Clement J Zablocki VAMC, Milwaukee, WI, USA.
Department of Medicine, Medical College of Wisconsin, Milwaukee, WI, USA.
J Gen Intern Med. 2024 Aug;39(10):1858-1869. doi: 10.1007/s11606-024-08802-x. Epub 2024 May 20.
Previous studies exploring difficult inpatients have mostly focused on psychiatric inpatients.
To explore the characteristics of difficult medicine inpatients.
Qualitative study using focus groups and semi-structured interviews. Transcripts were recorded, transcribed, and coded (MAXQDA) using thematic content analysis.
Medicine inpatient providers at a tertiary care facility.
Our sample consisted of 28 providers (6 hospitalists, 10 medicine attendings, 6 medicine residents, and 6 interns). Theme 1: Provider experience: Difficult inpatients were time-consuming and evoked emotional responses including frustration and dysphoria. Theme 2: Patient characteristics: Included having personality disorders or mental health issues, being uncooperative, manipulative, angry, demanding, threatening, or distrustful. Difficult patients also had challenging social situations and inadequate support, unrealistic care expectations, were self-destructive, tended to split care-team messages, and had unclear diagnoses. Theme 3: Difficult families: Shared many characteristics of difficult patients including being distrustful, demanding, manipulative, threatening, or angry. Difficult families were barriers to care, disagreed with the treatment plan and each other, did not act in the patient's best interest, suggested inappropriate treatment, or had unrealistic expectations.
Approaches to dealing with difficult patients or families included building trust, being calm, and having a consistent message.
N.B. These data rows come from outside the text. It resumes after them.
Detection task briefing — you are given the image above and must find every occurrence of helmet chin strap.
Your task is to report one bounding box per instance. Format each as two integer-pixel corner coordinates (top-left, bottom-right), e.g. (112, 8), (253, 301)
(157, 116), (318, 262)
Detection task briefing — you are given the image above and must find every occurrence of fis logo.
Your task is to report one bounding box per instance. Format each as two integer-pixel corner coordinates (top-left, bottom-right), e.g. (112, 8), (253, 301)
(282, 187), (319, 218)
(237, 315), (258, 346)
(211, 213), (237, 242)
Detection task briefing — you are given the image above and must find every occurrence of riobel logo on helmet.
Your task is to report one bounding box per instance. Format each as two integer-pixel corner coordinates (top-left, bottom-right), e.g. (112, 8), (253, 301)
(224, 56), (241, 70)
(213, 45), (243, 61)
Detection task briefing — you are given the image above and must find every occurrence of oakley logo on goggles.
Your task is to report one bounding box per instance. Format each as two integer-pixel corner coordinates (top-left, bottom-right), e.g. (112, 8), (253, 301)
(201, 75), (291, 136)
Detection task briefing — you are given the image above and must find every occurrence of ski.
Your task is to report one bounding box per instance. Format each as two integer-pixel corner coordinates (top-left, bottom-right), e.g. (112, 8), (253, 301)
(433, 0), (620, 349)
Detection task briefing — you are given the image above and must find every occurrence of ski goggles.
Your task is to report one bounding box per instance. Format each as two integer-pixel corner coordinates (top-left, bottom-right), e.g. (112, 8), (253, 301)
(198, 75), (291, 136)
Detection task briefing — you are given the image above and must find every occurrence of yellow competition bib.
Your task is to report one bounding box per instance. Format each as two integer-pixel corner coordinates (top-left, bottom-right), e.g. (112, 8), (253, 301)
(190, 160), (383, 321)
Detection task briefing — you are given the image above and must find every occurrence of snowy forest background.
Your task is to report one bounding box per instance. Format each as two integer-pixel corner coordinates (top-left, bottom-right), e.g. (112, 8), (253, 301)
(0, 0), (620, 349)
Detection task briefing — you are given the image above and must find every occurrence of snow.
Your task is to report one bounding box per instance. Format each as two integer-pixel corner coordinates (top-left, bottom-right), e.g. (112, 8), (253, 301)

Communication approaches included naming the emotion, empathetic listening, identifying patient priorities and barriers, and partnering.
Difficult patients induced emotional responses, dysphoria, and self-doubt among providers. Underlying personality disorders were often mentioned. Difficult patients and families shared many characteristics. Communication and training were highlighted as key strategies.
之前探索困难住院患者的研究大多集中在精神科住院患者上。
探讨内科困难住院患者的特征。
使用焦点小组和半结构化访谈进行定性研究。使用主题内容分析对记录、转录和编码的(MAXQDA)记录进行分析。
三级保健机构的内科住院患者提供者。
我们的样本由 28 名提供者组成(6 名医院医生、10 名内科主治医生、6 名内科住院医生和 6 名实习医生)。主题 1:提供者的经验:困难的住院患者耗时且引起了沮丧和烦躁等情绪反应。主题 2:患者特征:包括有人格障碍或心理健康问题、不合作、操纵、愤怒、要求苛刻、威胁或不信任。困难患者还存在具有挑战性的社会情况和支持不足、不切实际的护理期望、自我毁灭、倾向于分裂护理团队的信息、以及诊断不明确的情况。主题 3:困难的家庭:与困难患者有许多共同特征,包括不信任、要求苛刻、操纵、威胁或愤怒。困难的家庭是护理的障碍,他们不同意治疗计划和彼此的意见,不以患者的最佳利益行事,提出不适当的治疗建议,或有不切实际的期望。
处理困难患者或家庭的方法包括建立信任、保持冷静和保持一致的信息。沟通方法包括命名情绪、同理心倾听、确定患者的优先事项和障碍以及合作。
困难的患者会引起提供者的情绪反应、烦躁和自我怀疑。经常提到潜在的人格障碍。困难的患者和家庭有许多共同的特征。沟通和培训被强调为关键策略。